The city’s vacancy rate sits at 1 per cent, and the housing that is available is older and in need of repair. Not a lot of new housing is being developed to fill the gap.
Central to the problem is the fact that the local economy still fluctuates with the price of gold, so it’s difficult to predict trends and the housing needs that come with them.
“One of the clear challenges that Timmins faces—and it’s not unlike other municipalities in the North, especially when it’s linked to a resource-based economy—is trying to manage this notion of ebbs and flows in terms of the local economy and trying to maintain a housing base that can weather some of those changes,” said Re/fact consultant Ken Foulds. “That’s a fundamental challenge right from the word go.”
The city needs to find way to balance that fluctuation in a way that’s palatable to developers, Foulds said.
“It would be inappropriate to expect a developer is going to carry a big inventory of lots if there’s not a big takeup,” Foulds said. “That means he’s putting his money in the ground and sitting there waiting for something to happen.”
It could mean adapting local building regulations to allow for different zoning, such as allowing mobile or modular building.
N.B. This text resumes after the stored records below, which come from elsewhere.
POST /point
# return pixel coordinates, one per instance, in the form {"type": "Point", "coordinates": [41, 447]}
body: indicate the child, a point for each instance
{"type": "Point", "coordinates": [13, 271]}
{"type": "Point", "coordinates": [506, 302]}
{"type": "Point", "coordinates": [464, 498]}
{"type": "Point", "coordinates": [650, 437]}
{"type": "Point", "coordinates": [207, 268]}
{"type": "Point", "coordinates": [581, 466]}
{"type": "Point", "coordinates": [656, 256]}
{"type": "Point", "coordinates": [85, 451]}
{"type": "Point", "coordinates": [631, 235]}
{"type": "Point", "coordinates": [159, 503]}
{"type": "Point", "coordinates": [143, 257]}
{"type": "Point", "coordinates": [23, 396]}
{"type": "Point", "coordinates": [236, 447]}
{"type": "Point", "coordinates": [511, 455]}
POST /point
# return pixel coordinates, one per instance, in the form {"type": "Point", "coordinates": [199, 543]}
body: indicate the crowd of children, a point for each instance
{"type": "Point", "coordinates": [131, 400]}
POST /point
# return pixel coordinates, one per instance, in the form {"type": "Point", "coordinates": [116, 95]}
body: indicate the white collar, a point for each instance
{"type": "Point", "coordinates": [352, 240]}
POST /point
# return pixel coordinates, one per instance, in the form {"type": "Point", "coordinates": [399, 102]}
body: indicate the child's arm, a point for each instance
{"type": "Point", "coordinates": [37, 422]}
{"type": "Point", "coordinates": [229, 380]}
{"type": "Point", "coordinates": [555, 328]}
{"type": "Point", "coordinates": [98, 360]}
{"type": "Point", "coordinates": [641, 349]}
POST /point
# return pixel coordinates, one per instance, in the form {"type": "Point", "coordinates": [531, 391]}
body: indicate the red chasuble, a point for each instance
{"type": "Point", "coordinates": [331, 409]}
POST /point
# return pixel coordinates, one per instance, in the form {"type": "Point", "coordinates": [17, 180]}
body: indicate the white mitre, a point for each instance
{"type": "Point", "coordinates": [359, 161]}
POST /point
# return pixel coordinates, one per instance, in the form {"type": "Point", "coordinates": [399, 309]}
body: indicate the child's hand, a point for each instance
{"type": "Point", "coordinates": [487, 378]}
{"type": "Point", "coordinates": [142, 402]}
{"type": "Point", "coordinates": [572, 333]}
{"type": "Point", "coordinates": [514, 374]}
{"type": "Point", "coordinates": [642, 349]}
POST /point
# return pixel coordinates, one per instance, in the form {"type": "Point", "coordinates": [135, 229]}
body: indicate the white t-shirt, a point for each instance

That type of housing has made up a small component of the housing in Timmins, but it’s an example of how thinking outside traditional parameters could help grow the housing stock and combat ongoing challenges such as a short building season, high construction costs, and competition for labour.
People also have to readjust their thinking about affordable housing, said Brian Marks, director of housing services with the Cochrane District Social Services Administration Board (DSSAB). There needs to be less focus on geared-to-income rent and take into consideration the full housing spectrum.
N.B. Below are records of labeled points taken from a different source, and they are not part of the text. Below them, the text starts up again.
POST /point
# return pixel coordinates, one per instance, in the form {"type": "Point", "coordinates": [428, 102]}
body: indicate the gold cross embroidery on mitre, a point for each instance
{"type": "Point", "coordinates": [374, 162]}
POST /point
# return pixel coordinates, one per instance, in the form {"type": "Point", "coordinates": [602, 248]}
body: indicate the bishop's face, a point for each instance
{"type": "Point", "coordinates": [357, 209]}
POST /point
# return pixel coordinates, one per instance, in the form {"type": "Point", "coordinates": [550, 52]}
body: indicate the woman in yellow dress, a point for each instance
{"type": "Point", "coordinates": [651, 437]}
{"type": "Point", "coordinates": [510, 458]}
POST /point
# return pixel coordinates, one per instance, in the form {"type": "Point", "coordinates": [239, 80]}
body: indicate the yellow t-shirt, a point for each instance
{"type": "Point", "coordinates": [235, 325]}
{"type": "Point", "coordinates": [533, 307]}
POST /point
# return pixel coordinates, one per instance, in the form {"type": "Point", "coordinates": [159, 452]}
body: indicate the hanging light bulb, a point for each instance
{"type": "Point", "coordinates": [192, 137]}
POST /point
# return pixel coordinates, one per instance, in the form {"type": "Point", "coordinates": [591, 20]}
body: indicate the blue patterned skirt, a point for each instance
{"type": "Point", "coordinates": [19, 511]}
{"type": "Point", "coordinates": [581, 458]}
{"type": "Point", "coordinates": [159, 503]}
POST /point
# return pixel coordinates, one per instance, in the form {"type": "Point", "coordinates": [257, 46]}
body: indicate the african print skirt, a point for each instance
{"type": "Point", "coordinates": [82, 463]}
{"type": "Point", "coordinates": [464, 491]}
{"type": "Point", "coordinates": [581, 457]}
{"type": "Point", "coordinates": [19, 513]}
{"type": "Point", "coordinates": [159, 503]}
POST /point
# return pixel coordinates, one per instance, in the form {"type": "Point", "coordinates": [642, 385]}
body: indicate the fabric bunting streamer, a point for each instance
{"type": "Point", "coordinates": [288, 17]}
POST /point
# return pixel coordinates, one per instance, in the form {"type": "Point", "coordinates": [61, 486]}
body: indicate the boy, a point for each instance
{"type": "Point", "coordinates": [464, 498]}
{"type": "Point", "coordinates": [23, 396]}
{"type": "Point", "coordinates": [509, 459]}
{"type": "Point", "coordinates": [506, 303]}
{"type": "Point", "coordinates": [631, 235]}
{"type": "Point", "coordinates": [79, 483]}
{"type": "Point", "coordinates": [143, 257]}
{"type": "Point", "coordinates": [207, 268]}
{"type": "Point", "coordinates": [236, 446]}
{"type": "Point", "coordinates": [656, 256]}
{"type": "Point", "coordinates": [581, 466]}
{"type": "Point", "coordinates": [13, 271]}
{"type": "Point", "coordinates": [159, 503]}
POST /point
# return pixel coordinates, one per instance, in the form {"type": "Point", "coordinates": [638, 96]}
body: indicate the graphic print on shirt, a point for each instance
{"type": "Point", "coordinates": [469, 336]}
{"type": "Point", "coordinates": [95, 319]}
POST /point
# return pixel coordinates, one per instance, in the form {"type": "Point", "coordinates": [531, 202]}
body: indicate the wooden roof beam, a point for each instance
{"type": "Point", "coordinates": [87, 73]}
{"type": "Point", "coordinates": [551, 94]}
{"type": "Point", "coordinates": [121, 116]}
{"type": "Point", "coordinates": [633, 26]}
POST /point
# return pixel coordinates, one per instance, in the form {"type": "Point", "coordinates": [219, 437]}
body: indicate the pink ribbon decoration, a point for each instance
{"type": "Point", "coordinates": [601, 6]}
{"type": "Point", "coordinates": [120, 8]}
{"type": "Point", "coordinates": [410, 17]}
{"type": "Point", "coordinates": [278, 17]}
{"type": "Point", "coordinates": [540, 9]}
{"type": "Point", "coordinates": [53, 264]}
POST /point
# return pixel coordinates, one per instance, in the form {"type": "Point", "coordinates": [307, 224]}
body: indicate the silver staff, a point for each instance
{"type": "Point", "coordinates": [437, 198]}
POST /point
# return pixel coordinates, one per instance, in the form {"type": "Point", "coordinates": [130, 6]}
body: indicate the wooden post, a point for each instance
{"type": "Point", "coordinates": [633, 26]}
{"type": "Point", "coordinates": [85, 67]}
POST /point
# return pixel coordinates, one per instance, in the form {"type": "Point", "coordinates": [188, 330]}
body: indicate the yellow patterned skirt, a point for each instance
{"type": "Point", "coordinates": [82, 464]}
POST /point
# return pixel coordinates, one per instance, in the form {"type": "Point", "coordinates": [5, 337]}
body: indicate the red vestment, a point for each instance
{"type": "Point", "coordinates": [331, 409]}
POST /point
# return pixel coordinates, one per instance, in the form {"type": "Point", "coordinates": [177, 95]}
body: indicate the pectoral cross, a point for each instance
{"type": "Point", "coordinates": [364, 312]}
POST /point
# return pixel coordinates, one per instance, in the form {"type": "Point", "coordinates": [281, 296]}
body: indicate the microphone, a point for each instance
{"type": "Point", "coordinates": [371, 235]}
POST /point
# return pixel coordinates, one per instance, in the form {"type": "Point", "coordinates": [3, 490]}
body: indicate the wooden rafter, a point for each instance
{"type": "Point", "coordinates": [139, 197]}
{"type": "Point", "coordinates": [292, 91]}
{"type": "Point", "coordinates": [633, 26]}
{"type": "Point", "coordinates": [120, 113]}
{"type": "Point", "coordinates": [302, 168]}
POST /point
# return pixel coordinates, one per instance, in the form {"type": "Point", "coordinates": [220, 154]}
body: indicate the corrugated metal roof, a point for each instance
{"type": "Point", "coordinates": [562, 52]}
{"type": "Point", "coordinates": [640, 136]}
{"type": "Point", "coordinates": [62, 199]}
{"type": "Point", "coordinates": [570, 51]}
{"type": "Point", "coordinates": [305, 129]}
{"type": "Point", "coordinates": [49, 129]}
“What we need to do is, at any level of the housing spectrum—whether it’s private rental, private homeownership, low-income rental—stimulate it so that the supply gains a little bit and demand goes down so people can start affording things,” Marks said.
If Timmins becomes unaffordable as a place to live, it will lose residents who will look elsewhere for employment and housing, he said. Instead, Timmins needs to focus on building up its amenities so that it becomes a destination of choice.
Marks is currently working on a 10-year housing plan that will work in tandem with the Timmins plan to find solutions for affordable housing. Results aren’t yet complete, but he believes the municipality will have a role to play in helping to create new housing options.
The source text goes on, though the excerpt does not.